Clipper and clipper using Operational Amplifier

Clipper and clipper

Applications:

Wave shaping circuits are commonly used in digital computers and communication such as TV and FM receiver.

Wave shaping technique include clipping and clamping.

In op-amp clipper circuits a rectifier diode may be used to clip off a certain portion of the input signal to obtain a desired o/p waveform.

The diode works as an ideal diode (switch) because when on, the voltage drop across the diode is divided by the open loop gain of the op-amp. When off (reverse biased) the diode is an open circuit. In an op-amp clamper circuits, however a predetermined dc level is deliberately inserted in the o/p volt. For this reason, the clamper is sometimes called a dc inverter.

Positive and Negative

Clipper: Positive Clipper:

A circuit that removes positive parts of the input signal can be formed by using an op-amp with a rectifier diode. T he clipping level is determined by the reference voltage V_ref, which should less than the i/p range of the op-amp (V_ref < V_in). The Output voltage has the portions of the positive half cycles above Vref clipped off.

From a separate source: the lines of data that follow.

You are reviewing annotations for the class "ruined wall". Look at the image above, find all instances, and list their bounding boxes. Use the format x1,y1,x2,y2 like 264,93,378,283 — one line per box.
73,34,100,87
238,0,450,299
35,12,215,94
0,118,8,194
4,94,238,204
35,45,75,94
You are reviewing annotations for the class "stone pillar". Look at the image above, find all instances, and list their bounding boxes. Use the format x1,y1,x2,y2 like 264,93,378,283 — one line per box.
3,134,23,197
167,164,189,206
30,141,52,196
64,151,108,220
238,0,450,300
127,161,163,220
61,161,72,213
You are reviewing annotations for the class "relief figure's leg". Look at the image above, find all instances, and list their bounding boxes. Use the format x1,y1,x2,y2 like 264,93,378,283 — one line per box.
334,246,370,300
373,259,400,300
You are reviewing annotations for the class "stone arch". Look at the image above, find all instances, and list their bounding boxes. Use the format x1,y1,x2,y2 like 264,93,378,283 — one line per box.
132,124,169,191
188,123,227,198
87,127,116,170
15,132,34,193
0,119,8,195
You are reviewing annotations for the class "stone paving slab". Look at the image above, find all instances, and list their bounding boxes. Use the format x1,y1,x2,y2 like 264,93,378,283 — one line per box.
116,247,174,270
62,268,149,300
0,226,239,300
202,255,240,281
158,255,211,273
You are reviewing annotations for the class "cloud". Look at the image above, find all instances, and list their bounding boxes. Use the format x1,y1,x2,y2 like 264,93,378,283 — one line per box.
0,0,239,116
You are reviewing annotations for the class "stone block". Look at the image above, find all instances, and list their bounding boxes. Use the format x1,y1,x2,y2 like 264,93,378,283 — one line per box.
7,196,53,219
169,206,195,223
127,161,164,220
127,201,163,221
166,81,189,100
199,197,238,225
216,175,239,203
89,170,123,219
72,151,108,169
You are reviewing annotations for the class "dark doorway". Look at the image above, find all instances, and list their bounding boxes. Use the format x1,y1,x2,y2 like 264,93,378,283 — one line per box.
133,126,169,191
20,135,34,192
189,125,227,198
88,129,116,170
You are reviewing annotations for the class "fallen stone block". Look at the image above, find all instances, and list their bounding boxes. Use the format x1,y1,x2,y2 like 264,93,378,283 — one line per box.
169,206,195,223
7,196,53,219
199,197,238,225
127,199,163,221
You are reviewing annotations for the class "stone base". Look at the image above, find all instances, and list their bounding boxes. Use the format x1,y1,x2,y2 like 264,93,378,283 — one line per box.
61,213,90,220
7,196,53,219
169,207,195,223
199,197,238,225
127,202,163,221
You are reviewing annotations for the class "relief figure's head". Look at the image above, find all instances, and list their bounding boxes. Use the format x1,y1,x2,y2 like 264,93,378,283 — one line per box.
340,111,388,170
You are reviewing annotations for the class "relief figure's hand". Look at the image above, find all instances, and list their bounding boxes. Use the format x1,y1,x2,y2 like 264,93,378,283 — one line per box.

The circuit works as follows:

During the positive half cycle of the input, the diode D₁ conducts only until V_in = V_ref. This happens because when V_in <V_ref, the output volts V₀ of the op-amp becomes negative to device D₁ into conduction when D₁ conducts it closes feedback loop and op-amp operates as a voltage follower. (i.e.) Output V0 follows input until V_in = V_ref.

When V_in > V_ref => the V₀ becomes +ve to derive D₁ into off. It opens the feedback loop and op- amp operates open loop. When V_in drops below V_ref (V_in<V_ref) the o/p of the op-amp V₀ again becomes –ve to device D₁ into conduction. It closes the feedback path. (o/p follows the i/p).

Thus diode D₁ is on for v_in<V_ref (o/p follows the i/p) and D₁ is off for V_in>V_ref.

The op-amp alternates between open loop (off) and closed loop operation as the D₁ is turned off and on respectively. For this reason the op-amp used must be high speed and preferably compensated for unity gain.

Ex: for high speed op-amp HA 2500, LM310, μA 318. In addition the difference input voltage (Vid=high) is high during the time when the feedback loop is open (D₁ is off) hence an op-amp with a high difference input voltage is necessary to prevent input breakdown. If Rp (pot) is connected to –VEE instead of +Vcc, the ref voltage Vref will be negative (Vref = -ve). This will cause the entire o/p waveform above –Vref to be clipped off.

Negative Clipper:

The positive clipper is converted into a –ve clipper by simply reversing diode D₁ and changing the polarity of V_ref voltage. The negative clipper clips off the –ve parts of the input signal below the reference voltage. Diode D₁ conducts -> when V_in > -V_ref and therefore during this period o/p volt V0 follows the i/p volt Vin. The –Ve portion of the output volt below –Vref is clipped off because (D₁ is off) V_in<-V_ref. If –V_ref is changed to –V_ref by connecting the potentiometer R_p to the +V_cc, the V₀ below +V_ref will be clipped off. The diode D1 must be on for V_in > V_ref and off for V_in.

Positive and Negative Clampers:

In clamper circuits a predetermined dc level is added to the output voltage. (or) The output is clamped to a desired dc level.

1.     If the clamped dc level is +ve, the clamper is positive clamper

2.     If the clamped dc level is –ve, the clamper is negative clamper.

Other equivalent terms used for clamper are dc inserter or restorer. Inverting and Non-Inverting that uses this technique.

Capacitor:

The Value of the capacitors in these circuits depends on different input rates and pulse widths.

1. In both circuits the dc level added to the o/p voltage is approximately equal to V_cc/2.

2. This +ve fixed dc level is needed to obtain a maximum undistorted symmetrical sine wave.

Peak clamper circuit:

In this circuit, the input waveform peak is clamped at Vref. For this reason, the circuit is called the peak clamper.

First consider the input voltage Vref at the (+) input: since this volt is +ve, V‘0 is also +ve which forward biases D₁. This closed the feedback loop.

Voltage V_in at the (-) input: During its –ve half cycle, diode D₁ conducts, charging c; to the –ve peak value of V_p. During the +ve half cycle, diode D1 in reverse biased. Since this voltage Vp is in series with the +ve peak volt Vp the o/p volt V0 = 2 Vp. Thus the nett o/p is Vref plus 2 Vp. So the – ve peak of 2 Vp is at Vref. For precision clamping, C_iR_d << T/2

Where R_d = resistance of diode D₁ when it is forward biased.

T = time period of the input waveform.

Resistor R is used to protect the op-amp against excessive discharge currents from capacitor Ci especially when the dc supply voltages are switched off. A +ve peak clamping is accomplished by reversing D1 and using –ve reference voltage (-V_ref).

Note:

Inv and Non-Inv clamper – Fixed dc level

Peak clamper – Variable dc level